The practice of converting enum-like keys into their string representation by using toString, toLower, etc seems convenient but gets very contrived very fast. How do you deal with underscores? What about using the message in a sentence? I say, use the enum in your code as a conditional or something but always explicitly write out the messages intended for the user.



I learned about this in javascript when I discovered Angular has its own lowercase method. Apparently it's internal only now.

https://github.com/angular/angular.js/commit/1daa4f2231a89ee...


Yeah, there were some weird bugs about that. I remember one in a media player. Also "info".upper() would be İNFO probably.



I think we should have stopped at ASCII, I don't care that my language has letters not in there, it'd be neater if we just did now like back then: "This is a computer, so everything is in English" :) Or adapt the alphabet to use ASCII.


In the Danish locale "aa" doesn't start with "a".


Dumb question, if you really need the exact string “info” in a given context, why not hard code it? What does .lower() or even a map liked the linked one actually buy you?

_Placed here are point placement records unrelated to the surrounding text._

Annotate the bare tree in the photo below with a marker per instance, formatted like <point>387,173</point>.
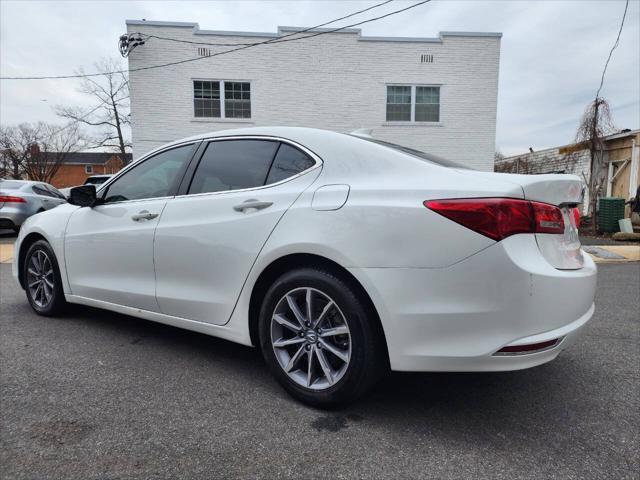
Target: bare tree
<point>15,144</point>
<point>39,150</point>
<point>595,124</point>
<point>109,114</point>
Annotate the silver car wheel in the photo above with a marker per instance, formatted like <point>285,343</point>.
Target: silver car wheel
<point>310,338</point>
<point>40,278</point>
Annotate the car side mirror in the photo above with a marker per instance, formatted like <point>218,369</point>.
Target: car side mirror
<point>83,196</point>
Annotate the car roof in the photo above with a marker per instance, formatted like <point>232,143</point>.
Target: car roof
<point>23,183</point>
<point>345,157</point>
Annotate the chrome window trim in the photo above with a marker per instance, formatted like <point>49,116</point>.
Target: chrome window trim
<point>132,165</point>
<point>318,163</point>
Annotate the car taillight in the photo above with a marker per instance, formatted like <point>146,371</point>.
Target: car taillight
<point>10,199</point>
<point>548,218</point>
<point>498,218</point>
<point>576,217</point>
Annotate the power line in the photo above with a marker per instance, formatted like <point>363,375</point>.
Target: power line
<point>179,62</point>
<point>612,49</point>
<point>271,40</point>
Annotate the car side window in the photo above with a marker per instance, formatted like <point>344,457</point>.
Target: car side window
<point>55,192</point>
<point>233,165</point>
<point>41,190</point>
<point>289,161</point>
<point>155,177</point>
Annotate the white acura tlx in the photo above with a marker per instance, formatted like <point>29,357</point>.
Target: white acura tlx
<point>339,256</point>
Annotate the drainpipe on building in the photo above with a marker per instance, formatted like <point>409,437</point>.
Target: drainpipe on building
<point>633,175</point>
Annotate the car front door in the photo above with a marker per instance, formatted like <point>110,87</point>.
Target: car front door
<point>109,248</point>
<point>208,238</point>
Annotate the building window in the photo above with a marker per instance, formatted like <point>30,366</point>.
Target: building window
<point>237,100</point>
<point>413,103</point>
<point>209,103</point>
<point>206,98</point>
<point>398,103</point>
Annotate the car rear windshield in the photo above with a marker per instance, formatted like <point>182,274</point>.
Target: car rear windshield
<point>416,153</point>
<point>9,185</point>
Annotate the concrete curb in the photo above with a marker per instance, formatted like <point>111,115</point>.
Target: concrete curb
<point>613,253</point>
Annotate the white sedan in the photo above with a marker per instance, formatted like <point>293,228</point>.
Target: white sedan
<point>339,256</point>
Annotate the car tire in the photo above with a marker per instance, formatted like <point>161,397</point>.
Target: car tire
<point>330,381</point>
<point>42,281</point>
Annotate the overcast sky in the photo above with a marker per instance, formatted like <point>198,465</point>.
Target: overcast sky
<point>552,52</point>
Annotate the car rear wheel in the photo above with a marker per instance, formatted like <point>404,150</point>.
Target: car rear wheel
<point>318,338</point>
<point>42,280</point>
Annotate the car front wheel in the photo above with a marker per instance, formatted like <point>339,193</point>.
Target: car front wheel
<point>42,281</point>
<point>319,339</point>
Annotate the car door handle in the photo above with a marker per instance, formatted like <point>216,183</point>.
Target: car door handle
<point>143,215</point>
<point>252,203</point>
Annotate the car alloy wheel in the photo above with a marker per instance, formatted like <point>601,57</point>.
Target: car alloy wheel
<point>310,338</point>
<point>40,278</point>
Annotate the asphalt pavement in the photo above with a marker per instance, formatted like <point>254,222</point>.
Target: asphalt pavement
<point>97,395</point>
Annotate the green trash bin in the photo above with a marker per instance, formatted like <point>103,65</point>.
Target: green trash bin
<point>610,210</point>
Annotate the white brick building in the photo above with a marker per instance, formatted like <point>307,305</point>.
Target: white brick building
<point>433,94</point>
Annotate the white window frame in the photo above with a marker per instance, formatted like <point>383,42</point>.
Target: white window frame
<point>223,116</point>
<point>412,120</point>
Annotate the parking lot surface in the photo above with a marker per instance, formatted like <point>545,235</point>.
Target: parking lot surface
<point>97,395</point>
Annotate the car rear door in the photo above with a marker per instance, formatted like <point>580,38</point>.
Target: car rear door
<point>209,237</point>
<point>109,248</point>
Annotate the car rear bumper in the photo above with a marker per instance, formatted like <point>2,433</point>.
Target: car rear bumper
<point>12,219</point>
<point>457,318</point>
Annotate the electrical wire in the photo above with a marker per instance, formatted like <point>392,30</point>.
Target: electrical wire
<point>271,40</point>
<point>604,71</point>
<point>224,52</point>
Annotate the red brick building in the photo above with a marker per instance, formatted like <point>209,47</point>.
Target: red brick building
<point>78,166</point>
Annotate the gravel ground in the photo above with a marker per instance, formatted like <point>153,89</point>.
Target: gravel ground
<point>96,395</point>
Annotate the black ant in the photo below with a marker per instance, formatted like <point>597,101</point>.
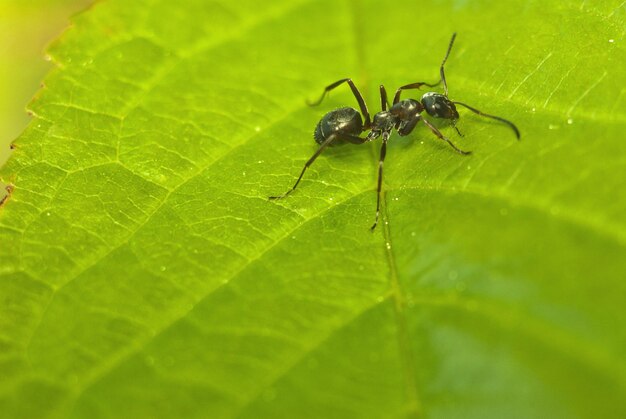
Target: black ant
<point>346,125</point>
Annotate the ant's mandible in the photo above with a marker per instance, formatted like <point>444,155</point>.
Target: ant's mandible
<point>346,124</point>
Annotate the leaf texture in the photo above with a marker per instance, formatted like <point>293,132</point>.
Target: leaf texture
<point>144,273</point>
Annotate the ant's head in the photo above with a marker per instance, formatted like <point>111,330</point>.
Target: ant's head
<point>383,123</point>
<point>439,106</point>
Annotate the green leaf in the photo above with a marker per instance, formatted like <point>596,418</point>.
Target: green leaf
<point>144,273</point>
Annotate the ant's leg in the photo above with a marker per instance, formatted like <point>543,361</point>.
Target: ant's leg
<point>357,95</point>
<point>497,118</point>
<point>383,153</point>
<point>383,98</point>
<point>306,166</point>
<point>456,128</point>
<point>441,72</point>
<point>396,97</point>
<point>443,137</point>
<point>350,138</point>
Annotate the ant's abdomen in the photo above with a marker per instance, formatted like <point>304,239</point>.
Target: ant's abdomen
<point>340,121</point>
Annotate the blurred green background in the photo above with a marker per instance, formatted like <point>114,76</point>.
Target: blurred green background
<point>26,27</point>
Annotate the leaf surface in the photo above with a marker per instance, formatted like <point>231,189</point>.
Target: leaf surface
<point>145,273</point>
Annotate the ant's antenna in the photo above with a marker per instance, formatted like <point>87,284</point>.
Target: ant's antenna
<point>443,76</point>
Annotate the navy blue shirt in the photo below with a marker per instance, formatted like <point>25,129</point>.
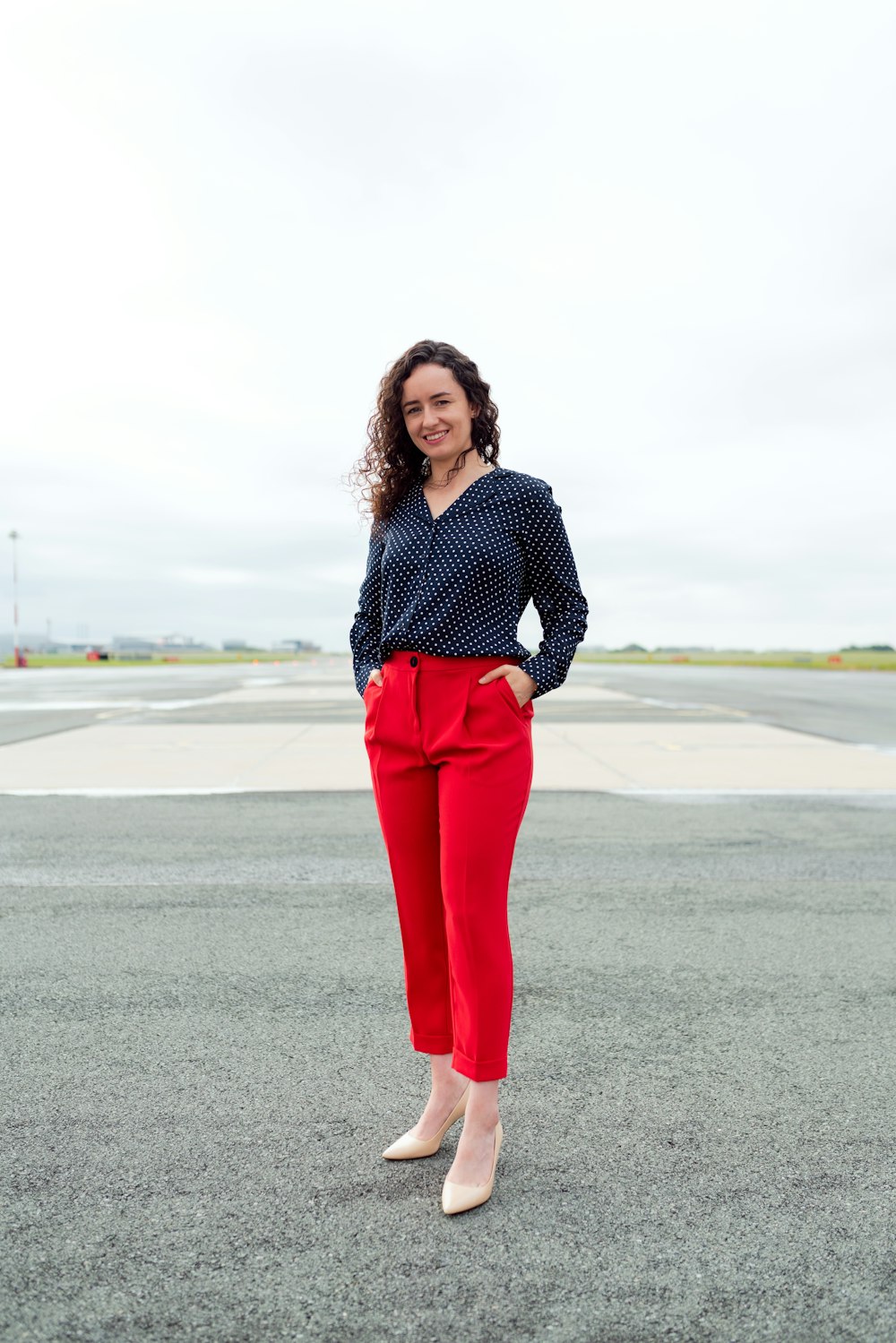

Maybe the input is case insensitive, for example if you work with html you might see "DIV","div" who knows some crazy dev or tool might generate "DIv" or "dIv" so is simpler to lowercase the input then work on it.


Presumably it's for normalising input. Following the principle that you ought to be permissive in what data you accept, and strict in what data you give out.


Wouldn't converting to nfkd/c first solve this issue too? My understanding of those forms was that they're made exactly for this case.


Case mapping and case folding are independent of normalization (in practice and it is the case here, see the end of SpecialCasing.txt)

There is a good Unicode FAQ on the topic: < http://unicode.org/faq/casemap_charprop.html >

E: to elaborate, I'm not sure whether the independence of case handling and normalization is guaranteed anywhere, and if we for example were to change the uppercase of ſ to something else than S then its compatibility forms' (s) case handling would differ. In practice the SpecialCasing.txt is designed to "make it work" (e.g. ſ uppercases to S).


No, these are ASCII strings, so they are already normalized.


Oh, I haven't used python much, but I thought it's all Unicode? If this were ascii it would work out of the box since there is no dotless lowercase i in ascii.


There are no code point for TURKISH LOWERCASE DOTTED I not for TURKISH UPPERCASE DOTLESS I, which means that the text doesn't carry enough information for roundtrip preservation.

I believe this has proven to be a mistake but I'm not an expert. I don't know why it wasn't done.


The "İ" strikes again


what a gorgeous source-comment. Makes the non-obvious crystal-clear.